Sep 29, 2023 2:00 PM EDT · 2 min read
CommEx, the firm that has recently acquired Binance’s Russian division, has said that it is not owned by Binance but disclosed that some of its core members are the exchange’s previous employees.
In a Friday open letter, CommEx claimed it is an independent entity separate from Binance despite refraining from disclosing its ultimate beneficial owner (UBO).
“Although we do not disclose our UBO, we want to make it clear that we are not owned by Binance,” the letter reads.
“We are a vibrant and efficient start-up team, made up of dozens of passionate individuals from diverse backgrounds. Some of our core members are former Binance veterans who bring invaluable crypto and internet technology experience.”
CommEx revealed that it has been diligently developing its platform for the past six months and has onboarded ex-Binance employees during this period.
This has facilitated indirect connections and knowledge exchange between the two entities, even though Binance has no ownership stake in CommEx.
“Although our current product may be basic, moving forward, our tech and product teams will do their best to provide the best user experience in the market,” the exchange said.
Binance CEO Changpeng Zhao had previously confirmed this and emphasized that CommEx does not serve users from the United States and Europe, as agreed upon in the deal.
“Their design, APIs, etc are similar to Binance.

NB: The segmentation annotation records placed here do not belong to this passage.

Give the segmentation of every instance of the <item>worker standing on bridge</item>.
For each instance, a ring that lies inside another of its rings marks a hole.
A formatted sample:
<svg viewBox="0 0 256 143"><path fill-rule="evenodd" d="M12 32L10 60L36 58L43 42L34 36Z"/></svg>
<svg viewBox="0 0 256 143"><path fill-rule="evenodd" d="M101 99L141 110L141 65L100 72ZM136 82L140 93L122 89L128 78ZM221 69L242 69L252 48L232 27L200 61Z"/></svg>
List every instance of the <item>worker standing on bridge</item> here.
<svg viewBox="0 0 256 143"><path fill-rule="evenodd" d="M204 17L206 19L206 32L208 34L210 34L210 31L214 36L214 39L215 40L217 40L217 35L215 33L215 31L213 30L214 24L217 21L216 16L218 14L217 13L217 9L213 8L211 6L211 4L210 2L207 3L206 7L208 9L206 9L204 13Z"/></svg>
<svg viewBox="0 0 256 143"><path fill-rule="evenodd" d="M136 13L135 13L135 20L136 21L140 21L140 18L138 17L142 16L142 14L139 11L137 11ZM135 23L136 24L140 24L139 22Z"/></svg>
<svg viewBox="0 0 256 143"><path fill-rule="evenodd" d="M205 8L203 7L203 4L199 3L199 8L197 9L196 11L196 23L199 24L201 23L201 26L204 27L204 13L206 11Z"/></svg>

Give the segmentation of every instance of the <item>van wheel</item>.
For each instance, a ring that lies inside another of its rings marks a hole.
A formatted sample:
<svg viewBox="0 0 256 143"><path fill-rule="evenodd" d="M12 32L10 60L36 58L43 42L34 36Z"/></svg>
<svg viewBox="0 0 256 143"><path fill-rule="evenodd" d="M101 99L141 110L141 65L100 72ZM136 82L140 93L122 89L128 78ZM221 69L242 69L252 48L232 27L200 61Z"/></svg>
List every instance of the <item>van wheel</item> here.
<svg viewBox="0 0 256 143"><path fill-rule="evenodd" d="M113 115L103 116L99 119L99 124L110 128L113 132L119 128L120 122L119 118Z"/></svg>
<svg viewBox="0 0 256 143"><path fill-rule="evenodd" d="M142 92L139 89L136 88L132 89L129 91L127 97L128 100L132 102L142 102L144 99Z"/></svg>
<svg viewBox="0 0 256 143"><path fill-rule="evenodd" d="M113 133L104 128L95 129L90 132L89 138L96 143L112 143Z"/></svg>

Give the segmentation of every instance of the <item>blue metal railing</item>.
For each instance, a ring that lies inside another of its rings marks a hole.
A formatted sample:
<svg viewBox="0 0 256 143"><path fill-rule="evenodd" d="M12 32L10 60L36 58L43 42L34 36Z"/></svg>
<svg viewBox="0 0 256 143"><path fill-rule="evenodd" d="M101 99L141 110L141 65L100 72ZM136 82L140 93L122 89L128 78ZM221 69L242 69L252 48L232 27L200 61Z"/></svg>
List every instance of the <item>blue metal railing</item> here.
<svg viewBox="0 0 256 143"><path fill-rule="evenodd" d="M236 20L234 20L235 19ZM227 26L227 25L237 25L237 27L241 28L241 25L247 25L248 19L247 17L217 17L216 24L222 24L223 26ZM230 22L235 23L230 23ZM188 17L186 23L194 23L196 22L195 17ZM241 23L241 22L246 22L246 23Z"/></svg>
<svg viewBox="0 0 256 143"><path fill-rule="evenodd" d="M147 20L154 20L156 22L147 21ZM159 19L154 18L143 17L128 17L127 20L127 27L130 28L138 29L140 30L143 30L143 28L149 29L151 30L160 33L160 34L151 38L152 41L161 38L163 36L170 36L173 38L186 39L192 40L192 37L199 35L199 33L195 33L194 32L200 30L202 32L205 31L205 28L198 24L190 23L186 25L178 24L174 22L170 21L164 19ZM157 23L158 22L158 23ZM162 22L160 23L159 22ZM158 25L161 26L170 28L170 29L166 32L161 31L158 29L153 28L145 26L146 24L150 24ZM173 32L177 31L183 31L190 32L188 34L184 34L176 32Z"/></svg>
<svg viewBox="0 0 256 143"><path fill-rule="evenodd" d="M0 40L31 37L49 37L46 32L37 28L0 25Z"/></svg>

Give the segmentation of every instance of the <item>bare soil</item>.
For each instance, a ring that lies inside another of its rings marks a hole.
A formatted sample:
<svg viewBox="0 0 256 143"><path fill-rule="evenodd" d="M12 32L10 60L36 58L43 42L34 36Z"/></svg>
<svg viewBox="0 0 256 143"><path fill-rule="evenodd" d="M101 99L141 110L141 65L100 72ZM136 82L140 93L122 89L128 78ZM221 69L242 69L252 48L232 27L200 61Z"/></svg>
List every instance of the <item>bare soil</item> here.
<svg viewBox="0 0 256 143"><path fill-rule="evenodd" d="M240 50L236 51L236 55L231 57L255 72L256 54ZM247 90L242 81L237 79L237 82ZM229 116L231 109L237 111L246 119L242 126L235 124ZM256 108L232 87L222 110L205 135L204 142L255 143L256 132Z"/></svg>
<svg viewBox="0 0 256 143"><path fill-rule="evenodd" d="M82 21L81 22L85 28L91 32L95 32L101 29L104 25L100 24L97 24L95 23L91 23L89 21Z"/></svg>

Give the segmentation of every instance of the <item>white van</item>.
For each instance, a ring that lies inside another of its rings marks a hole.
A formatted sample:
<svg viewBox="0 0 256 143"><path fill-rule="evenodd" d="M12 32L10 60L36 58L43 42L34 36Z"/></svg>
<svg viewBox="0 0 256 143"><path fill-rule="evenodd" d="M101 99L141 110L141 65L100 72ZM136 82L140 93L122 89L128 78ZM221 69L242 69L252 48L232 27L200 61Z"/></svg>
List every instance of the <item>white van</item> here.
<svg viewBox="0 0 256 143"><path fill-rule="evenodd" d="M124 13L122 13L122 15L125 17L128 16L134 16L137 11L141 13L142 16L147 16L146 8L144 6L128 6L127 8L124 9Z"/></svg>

We asked for this to ensure a smooth user experience,” CZ said in a Thursday post on X.
However, the absence of information about CommEx’s owners, coupled with the presence of ex-Binance employees and similarities in website design and APIs, has sparked speculation about Binance’s hidden ownership of the company.
Venture capital firm Cinneamhain Ventures’ partner, Adam Cochran, has even claimed that CommEx might be “just another shell company by Binance.”
As reported, Binance has seen a sharp drop in market share among non-dollar crypto exchanges.
The exchange’s market share among a group of exchanges that includes major Asian players like Upbit, Huobi, Bybit, and OKX hit 54% in August and is projected to further drop to under 51% in September.
This comes as the platform had a 75% market share among these exchanges at the end of 2022.
Binance’s declining market share is largely attributed to the growing regulatory pressure.
In June, the SEC sued Binance and its CEO for their “blatant disregard of the federal securities laws,” unveiling 13 charges against the platform, including operating an unregistered exchange.
The exchange has also faced regulatory challenges in multiple European countries, such as Belgium and Austria, as it prepares to comply with the EU’s forthcoming Markets in Crypto Assets (MiCA) regulations.
More recently, Paysafe, Binance’s European payments partner, has ended support for the exchange’s customers.